Simón Bolívar, con el apoyo entusiasta de José María Vargas, en 1827 proclamó
la Universidad Central de Venezuela. Sosteniendo el principio de la autonomía
le otorgó haciendas en Cata y La Concepción y las obras pías de Chuao para
sustento económico de la UCV. Guzmán Blanco, años después, se apropió de esas
haciendas pero resultaron un fracaso.
Edgar Sanabria,
respetado profesor de derecho romano, al sustituir como presidente de la Junta
de Gobierno a Wolfang Larrazábal quien se postuló a las elecciones, duró
ochenta y cinco días en el cargo entre noviembre 1958 y febrero 1959. En ese
breve período como presidente, en medio de un clima político turbulento, entre
tiroteos ocasionales y continuas y agrias discusiones de tendencias políticas
opuestas, entre otros decretos, el cinco de diciembre de 1958 sancionó la Ley
de Universidades elaborada por una comisión designada por el rector Julio de
Armas y presidida por Francisco De Venanzi, ley que fortalece el concepto de la
autonomía universitaria, indispensable para crear nuevos conocimientos,
administrar educación de pre y postgrado, defender ideas distintas y, además,
refuerza la inviolabilidad de los recintos universitarios por algún organismo
de seguridad del estado.
Años después hubo
pequeñas modificaciones a la Ley pero el principio de la autonomía siempre se
mantuvo intacto, actualmente amenazado por el propósito evidente de acabar con
la inteligencia, creatividad y divergencia democrática en Venezuela.
A trece meses de la
caída del techo y de inacción, el régimen convoca de nuevo a una “mesa de
trabajo”. No es para dialogar, negociar o conversar.
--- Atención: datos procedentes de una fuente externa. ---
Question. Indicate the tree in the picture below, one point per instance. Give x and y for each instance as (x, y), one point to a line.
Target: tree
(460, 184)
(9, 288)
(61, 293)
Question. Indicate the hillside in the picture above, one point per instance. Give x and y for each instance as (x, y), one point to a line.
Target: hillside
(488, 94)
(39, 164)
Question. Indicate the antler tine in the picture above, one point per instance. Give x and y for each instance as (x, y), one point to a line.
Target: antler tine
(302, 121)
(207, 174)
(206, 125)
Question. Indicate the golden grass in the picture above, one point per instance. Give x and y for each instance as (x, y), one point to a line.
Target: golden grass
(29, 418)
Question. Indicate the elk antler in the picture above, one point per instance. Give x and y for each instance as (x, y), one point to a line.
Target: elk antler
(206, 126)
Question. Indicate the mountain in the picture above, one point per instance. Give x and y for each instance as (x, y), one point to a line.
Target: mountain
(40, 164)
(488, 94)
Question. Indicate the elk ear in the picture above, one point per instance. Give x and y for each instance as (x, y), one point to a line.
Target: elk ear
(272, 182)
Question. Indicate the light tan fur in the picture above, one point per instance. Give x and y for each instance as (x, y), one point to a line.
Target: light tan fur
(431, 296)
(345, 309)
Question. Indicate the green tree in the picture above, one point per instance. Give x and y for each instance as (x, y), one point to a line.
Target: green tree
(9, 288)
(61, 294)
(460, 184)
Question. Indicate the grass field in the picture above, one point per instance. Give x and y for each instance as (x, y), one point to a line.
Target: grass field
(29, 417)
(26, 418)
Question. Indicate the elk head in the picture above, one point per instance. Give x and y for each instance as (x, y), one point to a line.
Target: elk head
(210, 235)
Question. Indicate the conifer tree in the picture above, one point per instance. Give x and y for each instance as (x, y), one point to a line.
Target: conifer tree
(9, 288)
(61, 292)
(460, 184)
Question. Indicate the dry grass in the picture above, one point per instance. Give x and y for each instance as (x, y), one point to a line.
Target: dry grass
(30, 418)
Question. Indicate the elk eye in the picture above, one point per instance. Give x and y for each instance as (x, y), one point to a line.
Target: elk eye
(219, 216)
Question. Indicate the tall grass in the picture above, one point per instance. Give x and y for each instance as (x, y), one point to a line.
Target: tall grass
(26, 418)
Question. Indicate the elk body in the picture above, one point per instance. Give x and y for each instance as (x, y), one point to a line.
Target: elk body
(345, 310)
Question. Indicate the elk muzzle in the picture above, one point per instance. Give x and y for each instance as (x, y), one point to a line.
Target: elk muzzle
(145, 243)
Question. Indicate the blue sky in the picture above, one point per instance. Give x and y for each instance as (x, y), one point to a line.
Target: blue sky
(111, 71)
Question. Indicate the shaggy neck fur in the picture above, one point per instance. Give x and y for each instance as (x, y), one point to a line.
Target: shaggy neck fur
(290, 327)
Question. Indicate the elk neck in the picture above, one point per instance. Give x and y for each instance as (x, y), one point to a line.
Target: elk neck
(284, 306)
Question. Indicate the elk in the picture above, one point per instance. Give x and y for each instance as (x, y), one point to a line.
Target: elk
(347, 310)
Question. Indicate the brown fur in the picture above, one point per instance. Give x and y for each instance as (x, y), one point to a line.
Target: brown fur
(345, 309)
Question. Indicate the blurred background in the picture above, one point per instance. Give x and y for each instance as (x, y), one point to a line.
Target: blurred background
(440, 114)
Es, una vez más, una mesa
de un trabajo sin agenda pero que produce recomendaciones para “rescate,
remozamiento y recuperación” que no se realizan por falta de recursos o
auténtica voluntad política.
La caída de una sección
del pasillo techado es apenas un episodio de un problema más grande y
más importante: la caída de la autonomía. Con ella cae la Universidad toda.